Twenty years ago I was between hobbies and needed stimulation, so my wife booked me on a night class in basic welding to get me out of the way. I was not too bothered but realised that I was being sent.
I lit my gas torch and knew instantly that this what I needed to. Weird life changing moment. I then started dabbling with sculpture making rough ornaments for friends gardens and my skills grew until I was making a part time living from it. I then packed in my day job. The plankton thing happened by accident. I grew up watching Jacques Cousteau on TV as a kid and it left with a 'thing' about the oceans. I had dabbled in sculptures of fish, and while browsing the internet I kept coming across images of plankton, mostly the work of who else but Ernst Haeckel but also a lot of scanning electron microscope images. I always put interesting pictures on my 'Inspiration Wall' so that I see them everyday and seem to think about them in my subconscious. I had a picture of a Saddle Diatom that kept coming back to bother me. Then one day the shape suddenly unravelled in my head to show it's shape as a two dimensional projection. Weird.

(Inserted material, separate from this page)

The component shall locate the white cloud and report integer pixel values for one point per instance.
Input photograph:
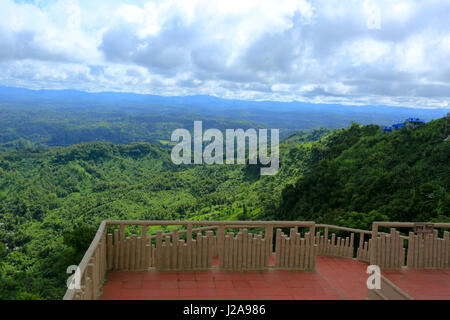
(316, 50)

I abandoned what I was doing and got started, no drawings or measurements. And amazingly five days later I had made it, no pile of rejected components. What I always think of as my first real piece of 'Art'. I took it outside and had my head messed with as I realised what I had made, and how from every angle it looks like a different thing. I dont know how it happened but felt very privileged to been able to make it. I was quite upset when it sold last year.

Anyway, that set me off and I spent more time looking at plankton, Radiolaria especially. I struggle to think of 'abstract' but these forms allow me to be in touch with abstract and yet be figurative at the same time. They also appeal to my lifelong obesssion with pattern, repetition and symetry (in music see Steve Reich). My second plankton piece is based loosely on Haeckel's drawings of Lamprocylas. I hope that people with an understanding of the subject might recognise it. This was also my first attempt at kinetic art, it was supposed to be able to gently sway when given a push. The actual movement was another fluke.

I can see these two being the start of a long running series, I am currently finalising ideas for the next one but it might take some time due to commission work getting in the way.